How Much Should Truckers Be Paid?

Later in the piece, the article tells readers of a trucking company that says it pays an average wage of $70,000 a year. It then describes the situation of a trucker, earning $75, 000 to $85,000 a year, who is unhappy with his work schedule, but probably won’t quit.

These numbers are presumably supposed to tell us that trucking is a high-paying occupation. While these pay figures are certainly far more than workers will earn in most other jobs that do not require a college degree, they are not especially high. These truckers almost certainly work far more than forty hours a week on average. If we assume an average of 50 hours a week for these jobs, a $75,000 annual wage would come to $30 an hour, even assuming no premium for overtime pay.

It is also important to realize that we have seen an enormous upward redistribution of wage income over the last four decades. If the minimum wage had kept pace with productivity growth since its peak value in 1968 (when the unemployment rate was less than 4.0 percent), it would be over $26 an hour today. That would come to $52,000 a year for a fifty-week year, in which workers put in 40 hours a week. In that context, putting in a lot of overtime, and getting $70,000 to $80,000 a year, doesn’t sound especially good.    

But let’s give the question of truckers’ pay a bit more thought. The piece tells us:

“The shortage has alarmed trucking companies, which say there are not enough young people to replace those aging out of the work force. The stereotypes attached with the job, the isolating lifestyle and younger generations’ focus on pursuing four-year college degrees have made it difficult to entice drivers. Trucking companies have also struggled to retain workers: Turnover rates have reached as high as 90 percent for large carriers.”

The idea is that this is not just a short-term problem, but a long-term one that may actually get worse. That is bizarre. There is some training needed to drive a truck, but we’re talking weeks and months, not years.  

Suppose that truckers got $150,000 a year and worked something like regular 40-hour weeks, and weren’t forced to drive unsafe trucks in unsafe conditions? Does anyone think the industry would have a hard time finding enough people to work as truckers? (Actually, if truckers’ pay had kept pace with productivity growth over the last four decades it would be somewhere around $150k a year today.)

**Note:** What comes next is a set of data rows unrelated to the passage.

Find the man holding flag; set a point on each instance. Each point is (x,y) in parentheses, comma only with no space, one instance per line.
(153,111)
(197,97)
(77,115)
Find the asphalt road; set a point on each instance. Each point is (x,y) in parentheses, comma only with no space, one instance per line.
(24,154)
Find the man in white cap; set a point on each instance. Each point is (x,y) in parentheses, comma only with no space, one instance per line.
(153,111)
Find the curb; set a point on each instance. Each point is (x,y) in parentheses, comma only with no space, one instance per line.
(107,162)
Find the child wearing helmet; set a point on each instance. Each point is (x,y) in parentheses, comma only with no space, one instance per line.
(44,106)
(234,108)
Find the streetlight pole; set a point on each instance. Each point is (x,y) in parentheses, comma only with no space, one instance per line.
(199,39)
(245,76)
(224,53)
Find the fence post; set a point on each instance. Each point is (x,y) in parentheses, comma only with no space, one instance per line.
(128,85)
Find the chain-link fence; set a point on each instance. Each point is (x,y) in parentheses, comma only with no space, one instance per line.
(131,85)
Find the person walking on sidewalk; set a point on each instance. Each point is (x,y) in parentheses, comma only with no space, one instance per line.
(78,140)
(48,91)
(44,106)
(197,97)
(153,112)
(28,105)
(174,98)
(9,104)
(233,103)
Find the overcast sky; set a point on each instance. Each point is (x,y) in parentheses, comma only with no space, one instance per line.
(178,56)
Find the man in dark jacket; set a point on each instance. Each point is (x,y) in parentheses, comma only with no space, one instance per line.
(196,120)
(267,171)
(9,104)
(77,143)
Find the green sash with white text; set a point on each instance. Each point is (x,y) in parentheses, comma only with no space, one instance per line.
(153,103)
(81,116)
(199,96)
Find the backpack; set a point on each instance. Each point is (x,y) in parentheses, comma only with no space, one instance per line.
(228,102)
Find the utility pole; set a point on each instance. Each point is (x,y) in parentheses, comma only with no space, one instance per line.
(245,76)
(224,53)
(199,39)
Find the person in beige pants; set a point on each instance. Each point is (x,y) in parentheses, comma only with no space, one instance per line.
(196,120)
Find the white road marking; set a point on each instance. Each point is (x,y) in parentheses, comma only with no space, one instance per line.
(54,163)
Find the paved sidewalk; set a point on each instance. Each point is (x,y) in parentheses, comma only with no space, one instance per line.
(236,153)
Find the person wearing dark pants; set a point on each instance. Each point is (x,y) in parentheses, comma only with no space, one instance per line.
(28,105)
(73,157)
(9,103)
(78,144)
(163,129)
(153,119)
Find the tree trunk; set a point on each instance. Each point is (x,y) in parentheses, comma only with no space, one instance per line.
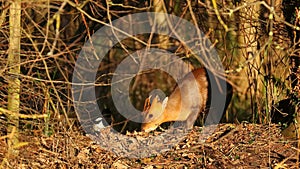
(14,70)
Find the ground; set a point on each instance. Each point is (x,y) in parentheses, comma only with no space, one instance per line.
(231,146)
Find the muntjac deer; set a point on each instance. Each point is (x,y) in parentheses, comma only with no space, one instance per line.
(189,98)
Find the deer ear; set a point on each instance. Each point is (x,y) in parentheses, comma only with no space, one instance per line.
(164,103)
(156,99)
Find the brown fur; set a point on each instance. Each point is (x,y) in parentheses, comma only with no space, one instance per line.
(184,104)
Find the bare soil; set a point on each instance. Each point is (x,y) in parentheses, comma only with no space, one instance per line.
(231,146)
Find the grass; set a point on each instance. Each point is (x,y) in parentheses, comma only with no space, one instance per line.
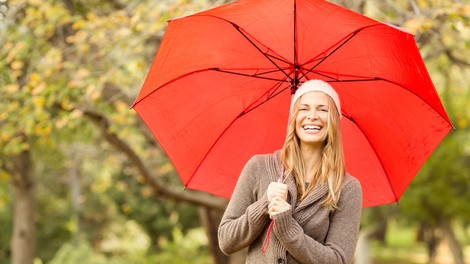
(401,247)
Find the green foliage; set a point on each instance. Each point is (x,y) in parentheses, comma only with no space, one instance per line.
(185,249)
(63,59)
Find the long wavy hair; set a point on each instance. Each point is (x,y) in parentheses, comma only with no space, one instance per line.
(330,169)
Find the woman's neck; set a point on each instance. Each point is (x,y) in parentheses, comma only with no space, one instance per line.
(311,156)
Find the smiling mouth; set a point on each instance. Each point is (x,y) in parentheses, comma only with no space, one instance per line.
(311,128)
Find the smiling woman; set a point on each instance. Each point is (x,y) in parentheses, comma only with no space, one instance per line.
(316,222)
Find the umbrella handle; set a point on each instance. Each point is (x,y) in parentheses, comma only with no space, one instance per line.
(265,245)
(266,239)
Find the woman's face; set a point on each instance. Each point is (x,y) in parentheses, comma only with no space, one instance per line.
(312,119)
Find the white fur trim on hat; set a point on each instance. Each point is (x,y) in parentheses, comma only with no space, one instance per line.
(316,85)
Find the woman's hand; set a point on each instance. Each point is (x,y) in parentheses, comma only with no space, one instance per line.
(277,205)
(277,189)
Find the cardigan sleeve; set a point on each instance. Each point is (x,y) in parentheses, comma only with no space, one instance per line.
(342,234)
(245,216)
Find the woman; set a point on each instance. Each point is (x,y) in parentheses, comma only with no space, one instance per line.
(303,188)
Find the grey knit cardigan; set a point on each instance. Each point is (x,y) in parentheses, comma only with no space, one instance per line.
(308,233)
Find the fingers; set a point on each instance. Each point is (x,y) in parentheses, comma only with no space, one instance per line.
(277,189)
(277,206)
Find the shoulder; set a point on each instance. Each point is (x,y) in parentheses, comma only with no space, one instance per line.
(263,166)
(263,159)
(352,190)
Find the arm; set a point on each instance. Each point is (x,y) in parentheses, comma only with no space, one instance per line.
(245,217)
(342,234)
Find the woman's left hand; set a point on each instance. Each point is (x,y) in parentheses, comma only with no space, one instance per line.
(277,206)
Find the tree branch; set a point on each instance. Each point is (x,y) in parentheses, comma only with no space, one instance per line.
(159,188)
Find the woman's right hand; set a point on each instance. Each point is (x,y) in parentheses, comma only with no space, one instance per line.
(277,189)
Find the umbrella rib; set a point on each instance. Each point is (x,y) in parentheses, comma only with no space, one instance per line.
(247,110)
(332,52)
(344,41)
(256,46)
(397,84)
(250,75)
(376,154)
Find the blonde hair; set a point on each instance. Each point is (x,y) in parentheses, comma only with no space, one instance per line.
(330,169)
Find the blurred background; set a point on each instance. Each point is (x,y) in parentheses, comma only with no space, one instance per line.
(83,181)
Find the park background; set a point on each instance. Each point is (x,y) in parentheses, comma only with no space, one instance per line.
(83,181)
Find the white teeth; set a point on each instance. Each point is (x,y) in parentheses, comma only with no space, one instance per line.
(311,127)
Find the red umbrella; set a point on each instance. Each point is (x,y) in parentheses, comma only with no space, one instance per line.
(220,86)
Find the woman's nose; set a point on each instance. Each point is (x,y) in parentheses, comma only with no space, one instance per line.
(312,115)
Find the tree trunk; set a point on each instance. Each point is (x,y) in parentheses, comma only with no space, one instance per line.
(454,244)
(210,219)
(23,242)
(362,254)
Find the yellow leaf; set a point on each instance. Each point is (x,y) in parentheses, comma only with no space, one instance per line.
(39,88)
(35,77)
(17,65)
(39,101)
(11,88)
(76,114)
(78,24)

The point here is that the trucker shortage is overwhelmingly a problem of inadequate pay. This is what the market is telling us. But rather than listen to the market, we get a grand tour of other possible solutions. Why does the NYT have such a hard time listening to the market?

This seems like just another case of prejudice against workers who do not have college degrees. It’s true that higher pay for truckers would get passed on in the prices of a wide range of goods. But the $300,000 plus average pay of physicians gets passed on to us in the cost of our health care insurance. And the millions of dollars that private equity partners and hedge fund partners get paid to lose pension fund and university endowments money leads to higher prices for houses and other items, as they outbid normal workers. And government-granted patent monopolies cost us hundreds of billions in higher drug prices.

In these, and other areas, we have policies that make a relatively small number of people very wealthy, but that is not supposed to concern us. But the idea that we might have to pay truck drivers something like $150,000 a year, and therefore incur higher costs, is somehow intolerable.

Sorry folks, this is class bias pure and simple. When the market is telling the NYT something it does not want to hear, it just chooses to ignore the market.

The market may not always be right, but we should be clear on where we are willing to listen to market signals (given how we have structured it) and when we are not. When the market is telling us that a particular type of work done by less-educated workers needs to be much more highly compensated, this is a message that NYT editors do not want to hear.